Ética

Ética para o compartilhamento de imagens

A imagem de uma menina prestes a ser devorada por um urubu correu o mundo.

Edson França

Edson FrançaNas Entrelinhas

13/08/2021 14h52Atualizado há 3 meses
Por: Nailson Júnior
Fonte: por Edson de França

A imagem de uma menina prestes a ser devorada por um urubu correu o mundo. Lavra do fotógrafo sulafricano Kevin Carter, o instantâneo produzido em uma aldeia no Sudão, publicado em 1993, rendeu um prêmio Pulitzer ao autor e serviu durante muito tempo como elemento de sensibilização para a fome no continente africano. 

Em torno dela, contudo, armou-se uma polêmica que envolvia versões sobre desenlace da cena (o que veio depois do click) que, seria a menina (ou menino) ter virado comida de urubu e a morte, “por remorso”, do fotógrafo um ano depois. Fontes investigativas, porém, se encarregaram de desfazer esses mitos mostrando que nem uma, nem outra coisa aconteceram de fato. 

Punha-se em questão, claro, a atitude do profissional. Até onde vão os limites da profissão jornalística? As fronteiras éticas do ofício? Um flagrante é mais importante que uma vida? Não seria mais humano salvar a menina e esquecer o registro? Sabe-se, porém, que a menina não morreu ali, que o episódio serviu para agravar os problemas depressivos vividos pelo fotógrafo e por aí vai. 

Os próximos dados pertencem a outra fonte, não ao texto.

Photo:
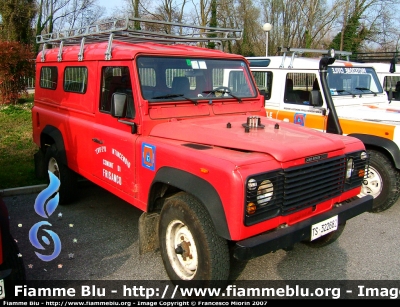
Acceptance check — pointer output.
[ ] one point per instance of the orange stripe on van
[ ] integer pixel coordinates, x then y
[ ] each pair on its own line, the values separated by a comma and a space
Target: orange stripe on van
317, 121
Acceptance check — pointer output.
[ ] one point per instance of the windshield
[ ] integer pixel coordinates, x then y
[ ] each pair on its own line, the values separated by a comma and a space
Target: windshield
353, 81
193, 79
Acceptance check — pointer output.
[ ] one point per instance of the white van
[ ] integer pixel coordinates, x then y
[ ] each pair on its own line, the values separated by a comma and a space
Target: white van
390, 80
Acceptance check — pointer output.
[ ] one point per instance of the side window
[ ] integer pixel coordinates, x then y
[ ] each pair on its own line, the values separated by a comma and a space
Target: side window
298, 87
48, 77
75, 79
116, 79
264, 82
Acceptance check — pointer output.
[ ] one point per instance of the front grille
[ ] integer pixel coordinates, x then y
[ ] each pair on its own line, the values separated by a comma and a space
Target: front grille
303, 186
310, 184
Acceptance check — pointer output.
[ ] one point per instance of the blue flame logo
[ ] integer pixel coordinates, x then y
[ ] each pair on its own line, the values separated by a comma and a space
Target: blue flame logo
45, 205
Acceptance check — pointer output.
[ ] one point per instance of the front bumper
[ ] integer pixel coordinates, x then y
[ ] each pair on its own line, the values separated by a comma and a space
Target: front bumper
285, 238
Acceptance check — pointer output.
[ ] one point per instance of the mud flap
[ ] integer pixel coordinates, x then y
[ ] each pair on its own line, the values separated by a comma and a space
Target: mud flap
148, 232
40, 165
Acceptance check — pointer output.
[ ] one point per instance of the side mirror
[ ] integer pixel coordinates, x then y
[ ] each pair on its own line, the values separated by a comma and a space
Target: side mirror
118, 105
315, 98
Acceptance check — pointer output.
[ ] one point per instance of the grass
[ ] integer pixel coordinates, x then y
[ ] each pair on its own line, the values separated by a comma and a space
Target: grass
17, 167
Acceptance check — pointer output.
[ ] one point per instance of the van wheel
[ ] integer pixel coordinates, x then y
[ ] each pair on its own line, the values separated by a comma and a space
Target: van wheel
383, 182
68, 178
15, 263
326, 239
190, 248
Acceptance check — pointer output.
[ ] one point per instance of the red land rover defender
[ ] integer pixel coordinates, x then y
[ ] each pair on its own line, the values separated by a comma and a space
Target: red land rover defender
180, 132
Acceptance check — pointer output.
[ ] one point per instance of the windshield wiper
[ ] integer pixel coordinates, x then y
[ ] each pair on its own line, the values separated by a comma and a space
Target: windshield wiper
223, 91
175, 96
342, 91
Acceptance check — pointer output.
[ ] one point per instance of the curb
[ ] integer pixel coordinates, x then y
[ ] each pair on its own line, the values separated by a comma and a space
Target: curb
23, 190
34, 188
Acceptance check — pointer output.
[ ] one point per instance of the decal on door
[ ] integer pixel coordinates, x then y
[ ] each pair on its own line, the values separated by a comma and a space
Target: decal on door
299, 119
148, 156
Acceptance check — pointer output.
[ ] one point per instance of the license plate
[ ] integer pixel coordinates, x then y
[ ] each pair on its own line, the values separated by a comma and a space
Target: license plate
2, 294
322, 228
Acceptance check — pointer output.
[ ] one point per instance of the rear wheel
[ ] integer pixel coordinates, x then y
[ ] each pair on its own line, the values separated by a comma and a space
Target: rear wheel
68, 178
383, 182
190, 248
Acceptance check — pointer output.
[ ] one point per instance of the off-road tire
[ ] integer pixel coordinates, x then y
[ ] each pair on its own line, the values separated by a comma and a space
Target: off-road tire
185, 220
326, 239
68, 178
383, 182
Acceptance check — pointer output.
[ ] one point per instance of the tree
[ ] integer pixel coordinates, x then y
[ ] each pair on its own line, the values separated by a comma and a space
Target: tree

O que subjaz ao caso e ganha apelos contemporâneos é a ética aplicada à produção  e compartilhamento de imagens. Vivemos em um momento, milhares de vezes maior que lá nos primórdios dos anos 90,  de produção e profusão de imagens. Toda e qualquer insignificância está passível de virar imagem, seja fixa ou com movimentos, há também um incentivo, um apelo desesperado por essa produção, uma avidez “consumista”, vamos dizer.

Vivemos a consumir imagens, ativa e passivamente, e todo estudo que redundou na artesania, na técnica, na edição e nos filtros que regulavam a circulação foram para a lata do lixo. Ou, no mínimo perderam espaço “profissional” de regulação. Em seu lugar, armou-se a barbárie. Misturam-se, grotescamente num desfile insano, palhetadas de espetacularização e pitadas de sadismo para alimentar a curiosidade mórbida e ensandecida. 

Se a sanha atingisse apenas os amadores, ainda poderia se engendrar uma desculpa esfarrapada qualquer. Pelo contrário. A insanidade é geral. Carniceiros emulam comportamentos como o personagem Louis Bloom (Jake Gyllenhaal), no filme O Abutre (2014), Dan Gilroy, - compõem o panorama contemporâneo - seja nas redes informais, seja nos grandes meios de comunicação - de produção e difusão de imagens, que primam pela exposição gratuita de situações vexatórias, constrangedoras, sangrentas e bizarras. 

Por meio das redes, via grupos e quetais, todos os dias somos surpreendidos por imagens e vídeos. Distribuídos descriteriosamente, os vídeos chegam a todos. São apropriadamente chamados de vírus e, por certa leitura, carregam (por comportamento análogo) a letalidade daqueles. 

Por um lado, vídeos de câmeras de segurança, por outro, flagrantes colhidos por personagens que não querem outra coisa das cenas a não ser expô-las ao mundo, chocar ou embevecer multidões. Inexiste, nestes últimos, a empatia pelas pessoas expostas, uma mínima vigilância ética e, muito menos, a condição da sociedade de reivindicá-la. Atados a esse carretel, resta-nos exercer a filtragem particular, reduzir a proliferação e a acessibilidade.

Transito por pessoas que, assim como eu, matam todas as correntes religiosas e pirâmides que chegam ao alcance de suas vistas. Abortam-nas. Não as deixam ganhar mundo. No exemplo que abriu esse texto, houve questionamento sobre o proceder do repórter fotográfico, do ponto de vista profissional e humano. Outros tempos. De lá pra cá, a democratização de acesso aos meios parece ter dilapidado o senso de humanidade e apagado em definitivo a noção do que seria ético e de bom tom.   

Por aqueles dias, a foto teve um objetivo. Talvez até bem cumprido por sinal: chamou atenção para uma problemática humanitária até hoje não resolvida. Nem naquele continente, nem nas pequenas áfricas incrustadas em países como o Brasil. Os compartilhamentos abusivos que grassam por esses dias não tem uma função imediata, a não ser satisfazer o que de mais sórdido vive no subconsciente da humanidade. Ou será tão somente uma manifestação doentia do consciente sádico?